La teología del sermón es pura atmósfera, sin definición. La fe, dijo León, es “el vínculo de amor entre Dios y el hombre”. Palabras hermosas, pero vacías de contenido dogmático. No se menciona el Credo, ni la Iglesia como Arca de Salvación, ni la necesidad de la gracia y ni los Sacramentos. La fe se convierte en una emoción, no en un asentimiento del intelecto a la verdad revelada. Se invita al oyente a sentir, no a creer.

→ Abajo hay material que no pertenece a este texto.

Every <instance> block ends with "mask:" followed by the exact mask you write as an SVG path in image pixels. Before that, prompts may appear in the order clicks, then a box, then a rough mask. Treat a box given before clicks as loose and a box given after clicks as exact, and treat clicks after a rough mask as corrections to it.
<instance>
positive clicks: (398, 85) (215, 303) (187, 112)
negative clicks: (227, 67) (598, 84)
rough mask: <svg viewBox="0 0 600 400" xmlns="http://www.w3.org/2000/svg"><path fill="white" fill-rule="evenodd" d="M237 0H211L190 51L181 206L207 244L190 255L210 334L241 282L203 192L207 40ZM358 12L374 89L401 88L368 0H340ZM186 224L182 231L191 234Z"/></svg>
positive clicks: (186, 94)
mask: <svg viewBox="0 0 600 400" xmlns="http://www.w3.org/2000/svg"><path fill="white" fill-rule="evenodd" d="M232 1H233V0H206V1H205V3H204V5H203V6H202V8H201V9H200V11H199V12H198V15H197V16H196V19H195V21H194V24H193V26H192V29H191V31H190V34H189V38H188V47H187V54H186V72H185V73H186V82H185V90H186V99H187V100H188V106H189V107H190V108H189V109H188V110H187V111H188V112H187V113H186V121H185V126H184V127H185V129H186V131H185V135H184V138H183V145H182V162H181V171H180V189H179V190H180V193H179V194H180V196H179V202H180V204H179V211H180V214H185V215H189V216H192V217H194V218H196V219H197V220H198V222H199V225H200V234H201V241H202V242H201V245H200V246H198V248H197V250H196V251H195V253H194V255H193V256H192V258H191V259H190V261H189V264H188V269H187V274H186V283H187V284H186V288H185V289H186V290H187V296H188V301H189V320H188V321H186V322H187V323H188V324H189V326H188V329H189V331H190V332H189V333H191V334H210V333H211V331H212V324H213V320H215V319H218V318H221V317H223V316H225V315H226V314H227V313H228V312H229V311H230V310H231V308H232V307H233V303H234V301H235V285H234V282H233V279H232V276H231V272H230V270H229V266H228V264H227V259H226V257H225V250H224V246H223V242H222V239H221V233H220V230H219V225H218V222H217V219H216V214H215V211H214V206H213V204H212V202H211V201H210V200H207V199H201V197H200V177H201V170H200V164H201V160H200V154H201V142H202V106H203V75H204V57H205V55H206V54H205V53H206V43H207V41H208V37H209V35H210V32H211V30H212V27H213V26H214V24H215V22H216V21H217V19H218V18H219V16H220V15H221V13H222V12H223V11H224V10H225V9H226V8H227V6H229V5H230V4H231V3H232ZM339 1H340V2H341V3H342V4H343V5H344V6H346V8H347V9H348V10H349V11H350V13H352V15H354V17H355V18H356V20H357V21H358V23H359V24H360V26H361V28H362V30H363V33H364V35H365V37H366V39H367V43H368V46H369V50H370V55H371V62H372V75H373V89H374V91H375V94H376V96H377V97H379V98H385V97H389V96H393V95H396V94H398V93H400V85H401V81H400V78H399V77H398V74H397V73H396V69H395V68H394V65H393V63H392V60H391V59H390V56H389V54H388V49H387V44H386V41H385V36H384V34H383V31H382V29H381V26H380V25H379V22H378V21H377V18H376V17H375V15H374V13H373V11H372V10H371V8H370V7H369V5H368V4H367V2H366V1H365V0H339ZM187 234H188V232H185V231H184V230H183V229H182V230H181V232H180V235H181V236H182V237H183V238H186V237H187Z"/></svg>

Incluso a la parábola del juez injusto, elegida para ilustrar la perseverancia en la oración, la convirtió en psicología moral. La persistencia de la viuda se presenta como optimismo genérico, “nunca desfallezcas”, no como perseverancia en la fe católica frente a la incredulidad del mundo. La cruz, desprovista de expiación, se convirtió en un gesto de empatía divina: Dios sufre con nosotros, no por nosotros.
Por eso la penitencia de Bartolo Longo y la caridad de Hernández podrían reducirse a metáforas cívicas. La conversión de Longo del ocultismo se convierte en una historia de “la luz venciendo a la oscuridad” en un tono sentimental, en lugar de un triunfo de la gracia sobre el reino de Satanás. Hernández, quien creía en el orden sobrenatural, se reinterpreta como un médico humanitario cuya compasión demuestra la inmanencia de Dios en el mundo moderno. Lo sobrenatural y lo natural se intercambian.
En homilías antiguas, las canonizaciones terminaban con un llamado al arrepentimiento, al terror del pecado y a la gloria del Cielo. León terminó con una exhortación a que “no nos cansemos de orar”, como si la oración misma fuera el contenido de la fe. La moraleja no es que debamos ser santos, sino que debemos mantener una actitud positiva. La fe que una vez definieron mártires y misioneros ahora suena a un poster inspirador.
Lo que la verdadera Iglesia llamaba reparación, la nueva lo llama autenticidad. Es santidad sin jerarquía, fe sin formalismo, misericordia sin juicio: todo el espíritu del Vaticano II condensado en una sola homilía.
1 comentario:
También es vaticanosecundista el Papa Pío IX, solemnemente beatificado en el Jubileo del Año Santo de 2000? También lo es San Juan Sarkander, mártir del sigilo sacramental? También lo son San Esteban Pongracz y sus compañeros, mártires de Kosice? Reconozcamos que, al menos, hasta el último Pontífice Romano legítimo Benedicto XVI había más seriedad. Pienso en el Cardenal Pietro Palazzini, que llevó el peso de las Causas de los Santos durante los primeros años del Papa Juan Pablo II. Y en lo que costó beatificar al Papa Juan XXIII cuya causa fué introducida por Pablo VI juntamente con la del Venerable Pío XII. Venerable, por cierto, desde Benedicto XVI.